KA_Chatham_town offices 2_110615CHATHAM – A letter from the Town of Chatham to the U.S. Fish and Wildlife Service reiterates the town’s position that federal government does not have a claim to the open waters and submerged lands to the west of the Monomoy Wildlife Refuge.

The dispute is the latest in a series of clashes between the town and the Fish and Wildlife Service after the release of the 15-year management plan for the Monomoy National Wildlife Refuge. The final draft does not include a number of proposals that the town objected to, most notably the federal government’s claim of more than 700 acres of South Beach.

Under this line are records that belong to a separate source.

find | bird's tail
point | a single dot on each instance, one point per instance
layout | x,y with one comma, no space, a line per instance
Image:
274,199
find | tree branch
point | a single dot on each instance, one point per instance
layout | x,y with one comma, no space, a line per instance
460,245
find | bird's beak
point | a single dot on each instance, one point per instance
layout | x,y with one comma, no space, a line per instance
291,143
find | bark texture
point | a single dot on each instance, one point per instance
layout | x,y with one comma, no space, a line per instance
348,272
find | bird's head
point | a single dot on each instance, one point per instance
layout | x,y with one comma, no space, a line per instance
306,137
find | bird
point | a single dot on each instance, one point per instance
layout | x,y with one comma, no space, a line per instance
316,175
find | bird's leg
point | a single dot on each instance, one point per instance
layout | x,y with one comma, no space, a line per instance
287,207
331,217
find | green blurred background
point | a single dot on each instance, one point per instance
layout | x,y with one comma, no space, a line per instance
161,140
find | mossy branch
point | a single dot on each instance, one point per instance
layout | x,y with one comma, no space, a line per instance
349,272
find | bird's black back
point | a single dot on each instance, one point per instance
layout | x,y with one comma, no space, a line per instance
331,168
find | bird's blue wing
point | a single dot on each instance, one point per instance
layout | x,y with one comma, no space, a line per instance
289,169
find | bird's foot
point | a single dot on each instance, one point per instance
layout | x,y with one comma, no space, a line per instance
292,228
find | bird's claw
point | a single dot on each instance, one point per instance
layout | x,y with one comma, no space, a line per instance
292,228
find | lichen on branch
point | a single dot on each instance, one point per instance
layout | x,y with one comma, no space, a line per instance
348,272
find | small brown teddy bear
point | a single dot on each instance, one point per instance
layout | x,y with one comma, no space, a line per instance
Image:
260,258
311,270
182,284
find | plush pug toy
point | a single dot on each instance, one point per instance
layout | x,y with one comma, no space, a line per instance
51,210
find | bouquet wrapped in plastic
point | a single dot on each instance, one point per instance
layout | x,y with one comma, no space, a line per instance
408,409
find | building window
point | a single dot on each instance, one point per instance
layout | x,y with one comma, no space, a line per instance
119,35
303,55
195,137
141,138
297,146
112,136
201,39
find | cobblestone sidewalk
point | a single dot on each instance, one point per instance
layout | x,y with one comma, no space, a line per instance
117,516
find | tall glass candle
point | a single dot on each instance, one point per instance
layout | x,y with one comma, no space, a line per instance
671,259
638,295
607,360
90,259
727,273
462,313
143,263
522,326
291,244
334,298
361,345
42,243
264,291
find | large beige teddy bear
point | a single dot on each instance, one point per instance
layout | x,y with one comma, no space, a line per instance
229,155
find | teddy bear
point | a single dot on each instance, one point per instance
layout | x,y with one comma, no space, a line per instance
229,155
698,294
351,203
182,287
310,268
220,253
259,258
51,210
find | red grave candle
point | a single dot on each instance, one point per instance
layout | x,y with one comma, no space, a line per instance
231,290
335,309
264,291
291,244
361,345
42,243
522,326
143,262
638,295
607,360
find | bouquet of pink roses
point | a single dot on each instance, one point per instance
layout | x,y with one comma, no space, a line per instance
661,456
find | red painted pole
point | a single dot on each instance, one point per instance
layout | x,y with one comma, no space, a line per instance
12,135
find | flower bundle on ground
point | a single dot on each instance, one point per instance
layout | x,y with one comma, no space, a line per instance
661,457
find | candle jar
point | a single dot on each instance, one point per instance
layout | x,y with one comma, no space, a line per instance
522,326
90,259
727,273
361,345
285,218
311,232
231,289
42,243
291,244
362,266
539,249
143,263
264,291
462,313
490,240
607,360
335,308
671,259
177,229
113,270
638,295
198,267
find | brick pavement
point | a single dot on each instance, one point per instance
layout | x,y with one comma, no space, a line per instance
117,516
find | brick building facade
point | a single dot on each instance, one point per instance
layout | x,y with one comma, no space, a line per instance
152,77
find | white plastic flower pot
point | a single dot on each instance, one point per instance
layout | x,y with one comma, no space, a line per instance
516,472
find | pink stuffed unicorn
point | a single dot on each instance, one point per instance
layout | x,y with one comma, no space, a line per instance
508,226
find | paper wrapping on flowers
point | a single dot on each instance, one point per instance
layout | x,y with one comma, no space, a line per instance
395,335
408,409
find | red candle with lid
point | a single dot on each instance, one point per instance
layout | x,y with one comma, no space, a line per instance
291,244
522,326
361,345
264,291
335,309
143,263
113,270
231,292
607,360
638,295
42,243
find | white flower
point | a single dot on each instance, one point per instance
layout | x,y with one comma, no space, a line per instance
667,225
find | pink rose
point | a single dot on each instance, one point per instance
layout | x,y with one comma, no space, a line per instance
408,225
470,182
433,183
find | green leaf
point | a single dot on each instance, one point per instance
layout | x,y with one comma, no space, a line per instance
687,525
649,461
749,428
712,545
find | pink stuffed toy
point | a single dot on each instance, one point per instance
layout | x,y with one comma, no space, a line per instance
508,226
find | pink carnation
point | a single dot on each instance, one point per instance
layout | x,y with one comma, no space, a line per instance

But the plan does still include the claim of the Nantucket Sound waters west of Monomoy, which local officials believe could threaten fishing and shellfishing in the area.

While the proposal does allow for continued fishing activities, selectmen are concerned that a provision in the plan could allow for federal officials to regulate shellfishing in the future. The town has argued that they have been good stewards of the area for generations.

“It’s spot on. It’s absolutely a great letter,” Chairman of the Board of Selectmen Seth Taylor said of the letter written by the town’s counsel, Natural Resources Director Robert Duncanson, and Jeff Pike, a consultant hired by the town to address the Monomoy plan. “It doesn’t nip around the corners and is an excellent foundation for us to continue if they remain recalcitrant, which I expect they will.”

Attorney General Maura Healey’s office agrees with Chatham’s position, and has threatened legal action if Fish and Wildlife does not drop its claim.

Selectmen will wait until the plan is finalized before deciding whether to take legal action. The comment period for the draft proposal ended earlier this month.

Chatham officials traveled to Washington D.C. in April to lobby representatives over the original plan.